Signing in November is a sign that a minor-league free agent is among the subset of that group viewed as potentially valuable. Some team prioritized them; they got one of those coveted spring invites or an inside track in a race for the final spot on the roster. Players who linger on the market, if they come from this demographic, are doing so because they’re holding out for a real shot—but haven’t yet been offered one.

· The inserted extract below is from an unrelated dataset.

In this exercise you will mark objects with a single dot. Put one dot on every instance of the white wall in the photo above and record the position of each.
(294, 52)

The Brewers are in a tougher position to lure top minor-league free agents, because they don’t have the roster spot to expend or the obvious playing time to offer. Nonetheless, keep an eye on them this month. Small moves they make now might pay off in medium-sized ways in 2026. Ismael Munguia, 27, is a speedy left-hitting outfielder who moved from the Giants farm system to that of the Yankees last offseason. He has very little power, but his bat-to-ball skills are elite, and his swing decisions show some promise. He’s the kind of player the Crew might snap up, and while he could easily spend the whole season stashed at Triple-A Nashville, if he signs with Milwaukee this month, it will probably be because they made a case to him that he will have a role with them next season.Â
Ditto for Ryder Ryan, a right-handed reliever out of the Pirates system who switched out his tight slider for a better sweeper and added a cutter as a bridge pitch in 2025. Those were promising changes; he has a chance to be a very late-blooming but usable big-league arm. If he scraps his sinker and leans more on his four-seamer (off which the sweeper and cutter play better, anyway), he could take another step forward next year. With players of his ilk, the key is to identify a player whom the development group firmly believes they can improve; make that case to the player and/or their agent; and be frank with them about the opportunity they would find in the organization. Lefty Parker Mushinski, recently of the Guardians, is another potential addition.
Minor-league free agents move based on factors like reputation and soft promises. The key, from a team’s perspective, is to be honest enough to maintain a reputation for treating players like these well. Guys at this stage of their career are carrying a precious candle in a high wind. They have, in most cases, just one more chance to make their big-league dream come true. It’s bad form to deceive them, and smart teams know better than that. Without expending undue resources, the goal is to get a few players to believe that their best hope at keeping that flame from being extinguished is to take shelter with you. The Brewers already have a crowded roster, full of good players. That makes it harder for them to pitch themselves to players like these. Because they spend little in big-league free agency, though, they have to keep making minor moves. It’s a delicate balancing act, but few teams in the league do it better.